Weekendowe prognozy pogody = deszcz pada właśnie wtedy, kiedy my mamy mieć ognisko ale skończyło się na krótkiej mżawce i godzinach na rowerze, po lesie. Spotkałam dwa zające, stado saren, kilka żurawi i bocianów i całą masę kaczeńcy.

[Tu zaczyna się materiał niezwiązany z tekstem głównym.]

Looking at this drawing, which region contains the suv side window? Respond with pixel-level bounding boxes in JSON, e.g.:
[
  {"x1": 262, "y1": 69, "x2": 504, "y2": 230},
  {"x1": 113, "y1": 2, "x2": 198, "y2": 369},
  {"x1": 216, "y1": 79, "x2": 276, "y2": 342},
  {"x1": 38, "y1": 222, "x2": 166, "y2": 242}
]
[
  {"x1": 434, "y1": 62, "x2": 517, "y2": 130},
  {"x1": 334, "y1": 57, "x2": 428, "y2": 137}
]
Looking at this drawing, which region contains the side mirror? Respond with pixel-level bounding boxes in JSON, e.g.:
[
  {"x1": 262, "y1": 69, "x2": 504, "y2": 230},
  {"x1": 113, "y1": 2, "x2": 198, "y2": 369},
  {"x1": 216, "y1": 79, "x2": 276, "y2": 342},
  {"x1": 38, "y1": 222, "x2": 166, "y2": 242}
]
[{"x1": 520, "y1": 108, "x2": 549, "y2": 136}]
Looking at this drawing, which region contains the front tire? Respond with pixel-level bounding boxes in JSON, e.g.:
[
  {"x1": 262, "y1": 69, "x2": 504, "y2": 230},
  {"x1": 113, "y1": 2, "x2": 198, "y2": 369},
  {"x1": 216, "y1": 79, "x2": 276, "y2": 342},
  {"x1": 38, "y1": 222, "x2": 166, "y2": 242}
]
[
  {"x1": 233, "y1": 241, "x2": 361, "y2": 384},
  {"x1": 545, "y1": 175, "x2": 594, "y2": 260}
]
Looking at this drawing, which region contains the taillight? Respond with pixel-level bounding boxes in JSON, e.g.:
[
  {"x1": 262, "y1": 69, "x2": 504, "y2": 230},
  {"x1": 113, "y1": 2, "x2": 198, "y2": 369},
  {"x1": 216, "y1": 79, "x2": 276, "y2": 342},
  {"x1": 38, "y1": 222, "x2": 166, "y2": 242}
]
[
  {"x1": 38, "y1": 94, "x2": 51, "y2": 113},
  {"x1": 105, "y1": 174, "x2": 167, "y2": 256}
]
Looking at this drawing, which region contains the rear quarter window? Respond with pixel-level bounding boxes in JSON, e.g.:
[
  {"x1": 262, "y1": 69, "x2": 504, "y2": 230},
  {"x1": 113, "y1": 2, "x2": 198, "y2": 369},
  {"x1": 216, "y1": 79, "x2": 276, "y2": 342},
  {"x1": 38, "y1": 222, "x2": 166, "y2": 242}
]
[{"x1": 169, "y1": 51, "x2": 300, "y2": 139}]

Sobota: rano godzina TBC, 35 km rower
Niedziela: 80 km rower, łatwe km - 70% to leśne puste asfalty w sam raz do doskonalenia jazdy bez trzymanki.
Czaja2015
18 kwietnia 2016, 16:50Te zwierzaki też uwielbiam, ale po tylu kilometrach, to pewnie już nie miałabym siły na nie patrzeć. Te Twoje km rzucają mnie na kolana. Super :)
beaataa
18 kwietnia 2016, 19:21Km były naprawdę łatwe, bez wiatru deszczu, obciążenia i nie na raz, tak porozkładane w czasie. Często 50 w trudnym terenie wykończy mnie całkowicie, a te gładko weszły:)
marii1955
18 kwietnia 2016, 10:32Te zwierzaczki w lesie , wyszły na Twoje powitanie :))) A ten "dywan" z kaczeńcy musiał wyglądać booskooo , też przy takich okazjach zachwycam się wszystkimi rozkwitającymi kwiatuszkami ... No, no nawet jazdę bez trzymanki ćwiczysz i to też dobrze , jak była okazja ku temu - to dlaczego by nie ... dobrego dnia :)))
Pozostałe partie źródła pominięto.